Listed Building – Grade II
- Official name: Martello Tower No 24
- Designated: 23 April 1985
- Reference no.: 1061124

= Dymchurch Martello Tower =

Martello Tower in Dymchurch, Kent, England

Dymchurch Martello Tower is a Martello tower in Dymchurch, Kent England. It stands immediately behind the sea wall.

It has been designated by English Heritage as a scheduled monument and a Grade II listed building.

The towers, ranging along the Kent and East Sussex shoreline, were built in the early years of the nineteenth century as part of a coastal defence programme against a threatened French invasion under Napoleon. The 24th of 75 such towers, it was placed to protect the gates of marsh sluices with its counterpart Tower no 25 (which is now largely derelict).

Tower 23 was restored externally in the early 1970s and is currently a private residence. Tower 24 was then restored using Tower 23 as a guide.
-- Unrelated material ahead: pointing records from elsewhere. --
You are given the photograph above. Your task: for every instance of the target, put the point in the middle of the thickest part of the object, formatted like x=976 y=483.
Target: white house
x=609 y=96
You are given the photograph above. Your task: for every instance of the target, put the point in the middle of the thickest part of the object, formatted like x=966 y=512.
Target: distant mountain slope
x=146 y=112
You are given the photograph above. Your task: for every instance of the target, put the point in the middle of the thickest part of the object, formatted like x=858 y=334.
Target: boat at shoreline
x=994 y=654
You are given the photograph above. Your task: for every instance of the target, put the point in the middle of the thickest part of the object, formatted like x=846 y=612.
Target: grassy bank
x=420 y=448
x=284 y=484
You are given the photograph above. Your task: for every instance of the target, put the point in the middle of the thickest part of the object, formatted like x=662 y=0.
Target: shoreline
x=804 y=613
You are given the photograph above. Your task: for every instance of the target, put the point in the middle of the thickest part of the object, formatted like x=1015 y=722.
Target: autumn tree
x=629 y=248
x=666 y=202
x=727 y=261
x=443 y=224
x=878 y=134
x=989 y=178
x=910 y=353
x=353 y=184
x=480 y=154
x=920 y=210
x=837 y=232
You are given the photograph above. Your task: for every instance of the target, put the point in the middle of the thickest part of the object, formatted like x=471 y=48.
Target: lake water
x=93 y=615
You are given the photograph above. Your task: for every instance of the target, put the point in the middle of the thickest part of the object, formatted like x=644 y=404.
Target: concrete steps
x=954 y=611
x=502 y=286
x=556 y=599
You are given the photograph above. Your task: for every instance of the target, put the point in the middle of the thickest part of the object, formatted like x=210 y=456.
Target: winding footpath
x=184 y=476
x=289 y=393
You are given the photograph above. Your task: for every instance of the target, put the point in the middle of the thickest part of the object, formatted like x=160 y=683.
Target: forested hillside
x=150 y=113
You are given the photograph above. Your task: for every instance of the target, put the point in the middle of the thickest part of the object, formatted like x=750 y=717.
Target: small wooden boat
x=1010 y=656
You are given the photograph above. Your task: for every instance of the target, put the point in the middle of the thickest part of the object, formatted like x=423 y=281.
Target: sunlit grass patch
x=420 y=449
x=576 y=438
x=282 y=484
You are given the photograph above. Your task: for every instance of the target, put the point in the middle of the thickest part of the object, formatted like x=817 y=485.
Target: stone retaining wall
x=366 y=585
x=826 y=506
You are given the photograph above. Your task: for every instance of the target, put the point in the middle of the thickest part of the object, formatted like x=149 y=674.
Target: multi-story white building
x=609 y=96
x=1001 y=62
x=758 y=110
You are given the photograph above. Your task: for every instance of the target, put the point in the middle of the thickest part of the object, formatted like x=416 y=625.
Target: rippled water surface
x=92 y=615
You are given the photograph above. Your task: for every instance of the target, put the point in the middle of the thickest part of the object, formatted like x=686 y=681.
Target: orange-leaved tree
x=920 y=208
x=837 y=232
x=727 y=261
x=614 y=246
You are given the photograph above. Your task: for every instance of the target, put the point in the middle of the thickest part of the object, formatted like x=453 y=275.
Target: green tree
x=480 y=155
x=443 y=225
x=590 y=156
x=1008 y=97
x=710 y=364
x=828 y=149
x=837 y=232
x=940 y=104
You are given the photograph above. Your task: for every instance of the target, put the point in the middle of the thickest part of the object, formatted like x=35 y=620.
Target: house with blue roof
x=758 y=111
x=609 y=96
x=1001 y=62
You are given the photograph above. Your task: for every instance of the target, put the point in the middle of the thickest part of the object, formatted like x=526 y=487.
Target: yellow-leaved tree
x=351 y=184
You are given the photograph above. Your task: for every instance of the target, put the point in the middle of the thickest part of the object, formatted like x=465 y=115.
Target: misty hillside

In 1969, it became the first Martello tower to be opened to the public and remains as a museum of the Martello Towers, owned by English Heritage.
It has a 24-pounder muzzle-loading cannon on the gun platform.

The Friends of Martello24 act as custodians of the tower on behalf of English Heritage and manage its openings to the public, both on a regular basis and bespoke visits. The tower is open every Saturday, Sunday and bank holiday from 2 pm to 4 pm, Easter to October.